Two couples meet in Madison Wisconsin through their husbands who are novice faculty/ instructors in the university's English department. Sid and Charity Lang come from east coast social class and money. Larry and Sally Morgan are poor westerners, yet somehow they bond, largely through the effusive and generous efforts of Charity. Both Charity and Sally are pregnant, due to deliver at the same time and so the baby delivery derby is on. Sid and Larry share long walks to talk over the multiple obstacles they face to find permanent employment in the middle of the Depression (1937). Both feel the university offers promise. Sid wants to write poetry but his wife drives him to write academia; whereas Sally supports Larry fiction writing passion. They both have to teach to earn their chops. During the good times they share, the two couples feel they are the "four in Eden.'' But, in Eden, there was also a serpent in the grass and in this case it is Charity's drive to make her husband into something he is not. "...headstrong, insufferably well-organized Charity tries to bully the passive Sid into a more aggressive mold. Charity is one of the most vivid characters in fiction; if she is arrogant, she is also kindhearted, enthusiastic, stalwart and brave--an ardent liver of life. Her incandescent personality is both the dominant force and the source of strain in the enduring friendship Stegner conveys with brilliant artistry (Publishers Weekly).

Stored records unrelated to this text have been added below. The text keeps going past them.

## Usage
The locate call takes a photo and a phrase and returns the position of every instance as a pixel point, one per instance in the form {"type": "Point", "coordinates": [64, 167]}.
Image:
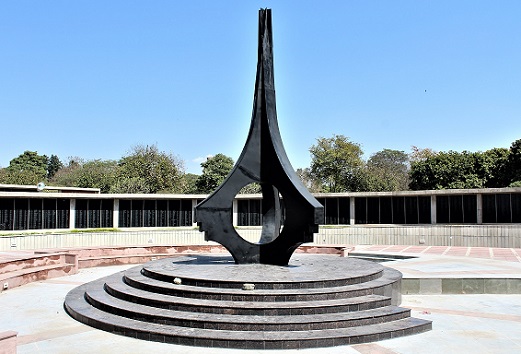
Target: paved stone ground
{"type": "Point", "coordinates": [475, 324]}
{"type": "Point", "coordinates": [502, 254]}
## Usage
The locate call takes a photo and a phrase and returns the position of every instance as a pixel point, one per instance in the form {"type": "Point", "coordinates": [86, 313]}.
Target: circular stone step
{"type": "Point", "coordinates": [316, 301]}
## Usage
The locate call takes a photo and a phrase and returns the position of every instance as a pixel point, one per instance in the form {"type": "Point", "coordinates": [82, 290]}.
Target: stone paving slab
{"type": "Point", "coordinates": [461, 324]}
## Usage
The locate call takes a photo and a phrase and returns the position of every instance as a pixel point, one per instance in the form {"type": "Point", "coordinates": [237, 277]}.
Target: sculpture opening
{"type": "Point", "coordinates": [264, 161]}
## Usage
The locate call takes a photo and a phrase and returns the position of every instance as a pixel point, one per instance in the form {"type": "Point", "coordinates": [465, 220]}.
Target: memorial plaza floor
{"type": "Point", "coordinates": [488, 322]}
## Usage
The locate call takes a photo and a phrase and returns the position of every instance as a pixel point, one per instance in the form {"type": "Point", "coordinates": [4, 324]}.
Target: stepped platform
{"type": "Point", "coordinates": [208, 300]}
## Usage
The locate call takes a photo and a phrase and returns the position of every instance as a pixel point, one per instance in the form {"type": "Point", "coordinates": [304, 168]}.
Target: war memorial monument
{"type": "Point", "coordinates": [262, 296]}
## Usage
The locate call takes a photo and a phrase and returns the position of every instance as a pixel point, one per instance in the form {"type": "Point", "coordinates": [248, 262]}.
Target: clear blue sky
{"type": "Point", "coordinates": [93, 78]}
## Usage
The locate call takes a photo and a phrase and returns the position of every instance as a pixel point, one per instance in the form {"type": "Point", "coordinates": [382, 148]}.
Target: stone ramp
{"type": "Point", "coordinates": [317, 301]}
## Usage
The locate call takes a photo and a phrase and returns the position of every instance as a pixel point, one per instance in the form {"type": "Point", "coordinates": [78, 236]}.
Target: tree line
{"type": "Point", "coordinates": [337, 165]}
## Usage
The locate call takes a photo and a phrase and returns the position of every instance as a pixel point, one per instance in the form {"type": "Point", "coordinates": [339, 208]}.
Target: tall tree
{"type": "Point", "coordinates": [159, 171]}
{"type": "Point", "coordinates": [215, 170]}
{"type": "Point", "coordinates": [87, 174]}
{"type": "Point", "coordinates": [337, 163]}
{"type": "Point", "coordinates": [53, 165]}
{"type": "Point", "coordinates": [308, 180]}
{"type": "Point", "coordinates": [452, 169]}
{"type": "Point", "coordinates": [28, 168]}
{"type": "Point", "coordinates": [513, 165]}
{"type": "Point", "coordinates": [387, 170]}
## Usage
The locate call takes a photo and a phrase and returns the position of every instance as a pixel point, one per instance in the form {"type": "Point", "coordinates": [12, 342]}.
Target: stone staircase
{"type": "Point", "coordinates": [317, 301]}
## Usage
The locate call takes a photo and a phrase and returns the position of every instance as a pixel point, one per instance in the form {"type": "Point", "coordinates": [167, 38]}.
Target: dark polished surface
{"type": "Point", "coordinates": [264, 161]}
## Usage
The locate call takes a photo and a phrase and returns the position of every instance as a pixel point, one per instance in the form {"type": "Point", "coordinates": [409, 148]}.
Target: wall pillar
{"type": "Point", "coordinates": [194, 203]}
{"type": "Point", "coordinates": [433, 209]}
{"type": "Point", "coordinates": [115, 214]}
{"type": "Point", "coordinates": [352, 211]}
{"type": "Point", "coordinates": [479, 205]}
{"type": "Point", "coordinates": [235, 212]}
{"type": "Point", "coordinates": [72, 214]}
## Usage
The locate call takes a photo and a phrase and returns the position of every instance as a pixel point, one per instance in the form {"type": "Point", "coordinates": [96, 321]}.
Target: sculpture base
{"type": "Point", "coordinates": [315, 301]}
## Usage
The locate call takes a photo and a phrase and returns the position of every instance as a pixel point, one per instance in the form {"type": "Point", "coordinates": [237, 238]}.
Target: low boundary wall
{"type": "Point", "coordinates": [501, 236]}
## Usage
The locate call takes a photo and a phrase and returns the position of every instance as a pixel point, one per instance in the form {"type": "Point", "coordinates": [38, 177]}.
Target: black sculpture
{"type": "Point", "coordinates": [263, 160]}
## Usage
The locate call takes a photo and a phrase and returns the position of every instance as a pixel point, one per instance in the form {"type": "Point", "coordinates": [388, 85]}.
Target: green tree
{"type": "Point", "coordinates": [130, 185]}
{"type": "Point", "coordinates": [387, 170]}
{"type": "Point", "coordinates": [159, 171]}
{"type": "Point", "coordinates": [189, 183]}
{"type": "Point", "coordinates": [215, 170]}
{"type": "Point", "coordinates": [28, 168]}
{"type": "Point", "coordinates": [447, 170]}
{"type": "Point", "coordinates": [97, 174]}
{"type": "Point", "coordinates": [308, 180]}
{"type": "Point", "coordinates": [337, 163]}
{"type": "Point", "coordinates": [53, 165]}
{"type": "Point", "coordinates": [87, 174]}
{"type": "Point", "coordinates": [513, 164]}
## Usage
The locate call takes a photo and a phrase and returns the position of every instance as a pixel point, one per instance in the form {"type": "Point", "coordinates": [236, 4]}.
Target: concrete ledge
{"type": "Point", "coordinates": [8, 342]}
{"type": "Point", "coordinates": [439, 286]}
{"type": "Point", "coordinates": [17, 272]}
{"type": "Point", "coordinates": [51, 263]}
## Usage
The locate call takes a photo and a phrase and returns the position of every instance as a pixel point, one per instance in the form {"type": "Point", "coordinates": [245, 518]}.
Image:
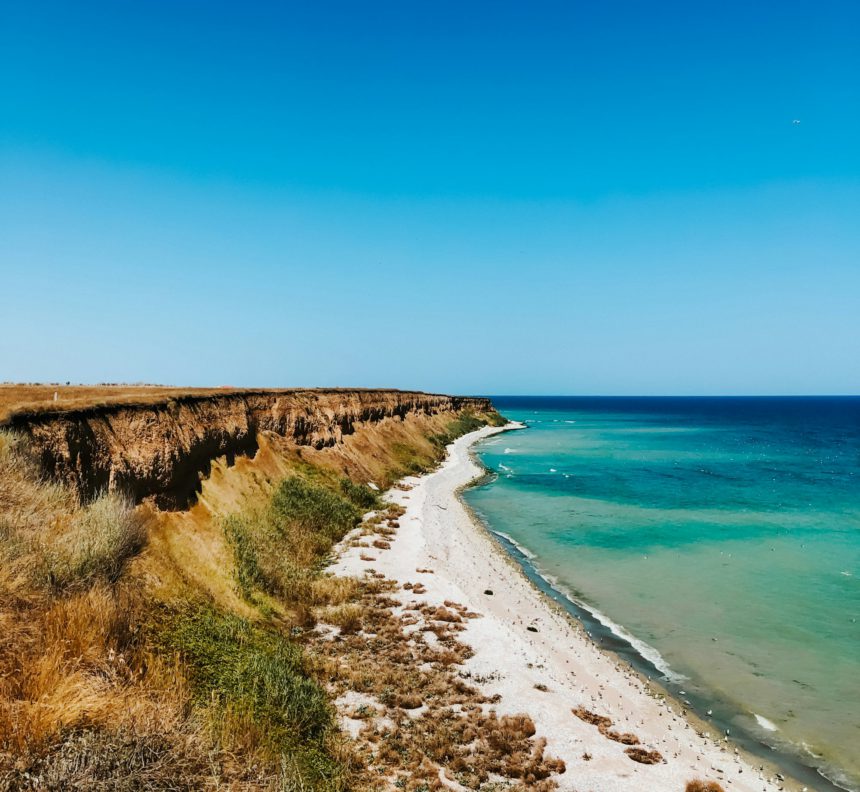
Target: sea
{"type": "Point", "coordinates": [714, 543]}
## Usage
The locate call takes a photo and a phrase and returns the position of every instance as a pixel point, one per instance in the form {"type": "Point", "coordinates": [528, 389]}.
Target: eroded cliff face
{"type": "Point", "coordinates": [160, 450]}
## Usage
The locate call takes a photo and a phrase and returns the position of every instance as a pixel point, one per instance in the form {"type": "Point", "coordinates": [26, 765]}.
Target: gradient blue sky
{"type": "Point", "coordinates": [601, 197]}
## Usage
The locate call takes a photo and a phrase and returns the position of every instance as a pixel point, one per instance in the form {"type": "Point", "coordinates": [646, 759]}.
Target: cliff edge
{"type": "Point", "coordinates": [158, 449]}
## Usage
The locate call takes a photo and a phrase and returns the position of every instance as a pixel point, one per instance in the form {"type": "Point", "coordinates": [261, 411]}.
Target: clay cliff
{"type": "Point", "coordinates": [159, 449]}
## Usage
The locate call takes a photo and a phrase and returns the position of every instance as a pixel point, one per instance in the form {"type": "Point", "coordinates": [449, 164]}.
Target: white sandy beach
{"type": "Point", "coordinates": [437, 532]}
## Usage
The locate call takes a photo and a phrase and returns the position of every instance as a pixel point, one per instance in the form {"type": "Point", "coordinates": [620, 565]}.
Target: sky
{"type": "Point", "coordinates": [484, 197]}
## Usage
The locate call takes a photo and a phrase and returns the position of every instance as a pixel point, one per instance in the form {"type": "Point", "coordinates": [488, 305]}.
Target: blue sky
{"type": "Point", "coordinates": [486, 197]}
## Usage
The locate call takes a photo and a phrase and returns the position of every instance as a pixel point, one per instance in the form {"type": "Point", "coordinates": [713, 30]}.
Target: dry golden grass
{"type": "Point", "coordinates": [402, 672]}
{"type": "Point", "coordinates": [89, 699]}
{"type": "Point", "coordinates": [703, 786]}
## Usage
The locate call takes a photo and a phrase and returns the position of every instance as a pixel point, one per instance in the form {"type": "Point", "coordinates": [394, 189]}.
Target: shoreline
{"type": "Point", "coordinates": [653, 670]}
{"type": "Point", "coordinates": [537, 657]}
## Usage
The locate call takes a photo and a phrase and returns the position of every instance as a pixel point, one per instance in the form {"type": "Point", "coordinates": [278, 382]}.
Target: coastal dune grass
{"type": "Point", "coordinates": [108, 681]}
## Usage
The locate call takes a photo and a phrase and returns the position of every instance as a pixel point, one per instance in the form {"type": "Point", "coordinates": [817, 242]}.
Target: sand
{"type": "Point", "coordinates": [437, 532]}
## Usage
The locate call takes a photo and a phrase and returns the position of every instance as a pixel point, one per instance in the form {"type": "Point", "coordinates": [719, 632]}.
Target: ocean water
{"type": "Point", "coordinates": [720, 536]}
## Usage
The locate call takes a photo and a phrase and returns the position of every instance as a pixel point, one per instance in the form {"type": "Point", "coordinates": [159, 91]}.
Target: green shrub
{"type": "Point", "coordinates": [279, 549]}
{"type": "Point", "coordinates": [256, 676]}
{"type": "Point", "coordinates": [97, 545]}
{"type": "Point", "coordinates": [313, 508]}
{"type": "Point", "coordinates": [360, 494]}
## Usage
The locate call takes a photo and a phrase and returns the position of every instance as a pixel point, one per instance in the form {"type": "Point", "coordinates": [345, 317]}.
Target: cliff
{"type": "Point", "coordinates": [158, 449]}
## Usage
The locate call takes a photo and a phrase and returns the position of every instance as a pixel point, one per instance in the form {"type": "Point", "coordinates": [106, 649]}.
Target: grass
{"type": "Point", "coordinates": [252, 684]}
{"type": "Point", "coordinates": [104, 687]}
{"type": "Point", "coordinates": [48, 539]}
{"type": "Point", "coordinates": [278, 549]}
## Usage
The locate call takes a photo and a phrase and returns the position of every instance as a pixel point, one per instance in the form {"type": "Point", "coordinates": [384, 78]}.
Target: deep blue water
{"type": "Point", "coordinates": [724, 533]}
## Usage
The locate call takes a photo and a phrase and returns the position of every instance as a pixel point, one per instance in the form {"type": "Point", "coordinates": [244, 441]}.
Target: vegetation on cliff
{"type": "Point", "coordinates": [142, 649]}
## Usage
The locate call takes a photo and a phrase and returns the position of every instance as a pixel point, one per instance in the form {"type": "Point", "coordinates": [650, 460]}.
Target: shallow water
{"type": "Point", "coordinates": [723, 533]}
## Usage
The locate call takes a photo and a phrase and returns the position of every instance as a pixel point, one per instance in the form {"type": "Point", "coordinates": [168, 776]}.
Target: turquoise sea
{"type": "Point", "coordinates": [714, 542]}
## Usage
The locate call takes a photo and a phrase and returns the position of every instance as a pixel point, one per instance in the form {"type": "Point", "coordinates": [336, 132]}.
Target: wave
{"type": "Point", "coordinates": [524, 550]}
{"type": "Point", "coordinates": [765, 723]}
{"type": "Point", "coordinates": [644, 650]}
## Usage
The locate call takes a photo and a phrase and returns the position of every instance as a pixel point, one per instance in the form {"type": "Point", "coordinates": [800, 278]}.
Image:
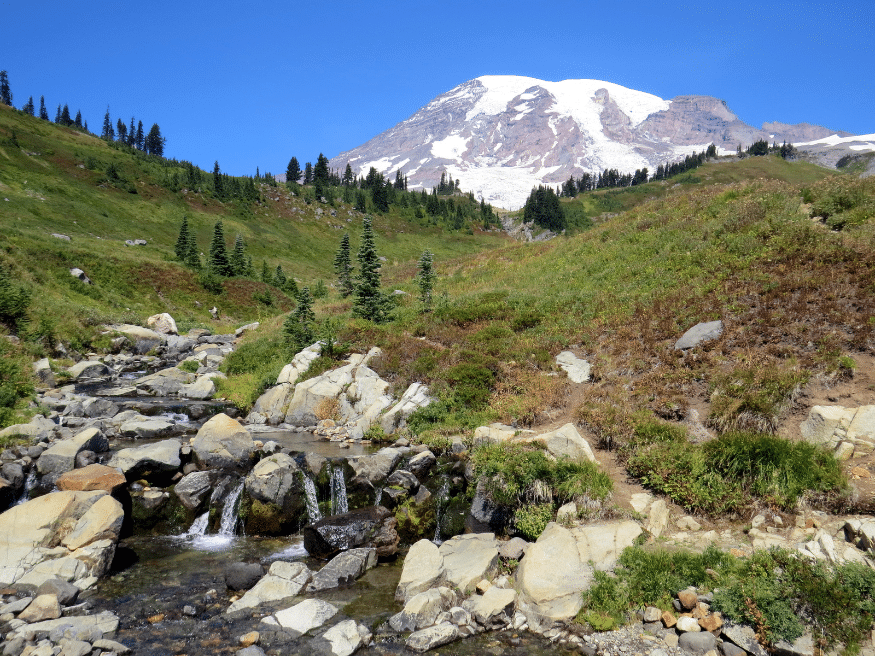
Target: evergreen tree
{"type": "Point", "coordinates": [298, 327]}
{"type": "Point", "coordinates": [108, 133]}
{"type": "Point", "coordinates": [343, 267]}
{"type": "Point", "coordinates": [293, 171]}
{"type": "Point", "coordinates": [192, 252]}
{"type": "Point", "coordinates": [425, 278]}
{"type": "Point", "coordinates": [279, 277]}
{"type": "Point", "coordinates": [219, 263]}
{"type": "Point", "coordinates": [5, 93]}
{"type": "Point", "coordinates": [238, 257]}
{"type": "Point", "coordinates": [181, 247]}
{"type": "Point", "coordinates": [369, 302]}
{"type": "Point", "coordinates": [154, 143]}
{"type": "Point", "coordinates": [348, 177]}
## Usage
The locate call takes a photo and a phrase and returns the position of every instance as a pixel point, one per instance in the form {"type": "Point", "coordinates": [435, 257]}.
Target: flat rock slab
{"type": "Point", "coordinates": [468, 559]}
{"type": "Point", "coordinates": [701, 332]}
{"type": "Point", "coordinates": [303, 617]}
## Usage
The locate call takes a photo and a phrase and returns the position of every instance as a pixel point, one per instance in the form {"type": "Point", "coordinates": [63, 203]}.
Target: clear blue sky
{"type": "Point", "coordinates": [252, 84]}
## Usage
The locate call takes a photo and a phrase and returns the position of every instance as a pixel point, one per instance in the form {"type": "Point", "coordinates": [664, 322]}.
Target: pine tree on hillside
{"type": "Point", "coordinates": [181, 247]}
{"type": "Point", "coordinates": [425, 278]}
{"type": "Point", "coordinates": [293, 171]}
{"type": "Point", "coordinates": [108, 133]}
{"type": "Point", "coordinates": [343, 267]}
{"type": "Point", "coordinates": [369, 301]}
{"type": "Point", "coordinates": [154, 143]}
{"type": "Point", "coordinates": [219, 263]}
{"type": "Point", "coordinates": [5, 92]}
{"type": "Point", "coordinates": [238, 257]}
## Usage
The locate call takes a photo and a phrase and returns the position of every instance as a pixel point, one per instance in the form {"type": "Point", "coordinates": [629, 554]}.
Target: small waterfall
{"type": "Point", "coordinates": [199, 526]}
{"type": "Point", "coordinates": [312, 499]}
{"type": "Point", "coordinates": [29, 484]}
{"type": "Point", "coordinates": [339, 502]}
{"type": "Point", "coordinates": [229, 512]}
{"type": "Point", "coordinates": [440, 503]}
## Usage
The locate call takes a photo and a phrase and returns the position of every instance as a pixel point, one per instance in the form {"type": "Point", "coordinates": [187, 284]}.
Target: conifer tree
{"type": "Point", "coordinates": [425, 278]}
{"type": "Point", "coordinates": [293, 171]}
{"type": "Point", "coordinates": [238, 257]}
{"type": "Point", "coordinates": [5, 92]}
{"type": "Point", "coordinates": [219, 263]}
{"type": "Point", "coordinates": [181, 247]}
{"type": "Point", "coordinates": [108, 133]}
{"type": "Point", "coordinates": [298, 327]}
{"type": "Point", "coordinates": [279, 277]}
{"type": "Point", "coordinates": [192, 253]}
{"type": "Point", "coordinates": [343, 267]}
{"type": "Point", "coordinates": [369, 301]}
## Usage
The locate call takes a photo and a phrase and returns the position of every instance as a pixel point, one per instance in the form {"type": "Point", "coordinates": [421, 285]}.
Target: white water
{"type": "Point", "coordinates": [339, 502]}
{"type": "Point", "coordinates": [229, 512]}
{"type": "Point", "coordinates": [29, 484]}
{"type": "Point", "coordinates": [441, 499]}
{"type": "Point", "coordinates": [199, 526]}
{"type": "Point", "coordinates": [312, 499]}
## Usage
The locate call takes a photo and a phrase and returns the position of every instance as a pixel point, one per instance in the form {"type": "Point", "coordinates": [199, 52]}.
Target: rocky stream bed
{"type": "Point", "coordinates": [145, 517]}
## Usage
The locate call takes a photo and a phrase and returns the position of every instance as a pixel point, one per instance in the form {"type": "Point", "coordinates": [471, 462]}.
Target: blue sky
{"type": "Point", "coordinates": [254, 84]}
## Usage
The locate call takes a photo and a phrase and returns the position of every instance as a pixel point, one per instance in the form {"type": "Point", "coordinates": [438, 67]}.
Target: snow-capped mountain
{"type": "Point", "coordinates": [502, 135]}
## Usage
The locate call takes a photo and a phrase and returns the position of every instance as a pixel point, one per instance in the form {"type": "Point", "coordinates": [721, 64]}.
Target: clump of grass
{"type": "Point", "coordinates": [753, 397]}
{"type": "Point", "coordinates": [734, 472]}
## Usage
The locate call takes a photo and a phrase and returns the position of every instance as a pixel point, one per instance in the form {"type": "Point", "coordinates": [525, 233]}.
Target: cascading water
{"type": "Point", "coordinates": [199, 526]}
{"type": "Point", "coordinates": [29, 484]}
{"type": "Point", "coordinates": [440, 502]}
{"type": "Point", "coordinates": [339, 502]}
{"type": "Point", "coordinates": [229, 512]}
{"type": "Point", "coordinates": [312, 499]}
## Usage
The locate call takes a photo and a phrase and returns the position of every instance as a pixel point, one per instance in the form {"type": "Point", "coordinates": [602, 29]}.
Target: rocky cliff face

Publishers Weekly calls the book "a meditation on the idealism and spirit of youth, when the world is full
of promise, and on the blows and compromises life inevitably inflicts..." and goes on to assert that Stegner "has created a believable human drama the dimensions of which reach out
beyond the story's end and resonate in the reader's heart." Library Journal closes their review by saying, "This is a wonderfully rich, warm, and affecting book. Highly recommended." To be fair, I include the comments from Kirkus' less than laudatory review which opens and closes with the following: "Stegner takes a long look back—at four decades of a foursome's life—in a
novel that at moments is beguiling, though at others it labors for its
theme... Stegner clings to his theme of undying friendship beyond the point
where his material keeps it alive, leading him to an often visibly
artificial and conventionalized effort to push things along to their
end. In all, less moving as a whole piece than highly remarkable for the
fine penetration and achievement of some of its moments." I still thought the journey was worth it, precisely because of those moments.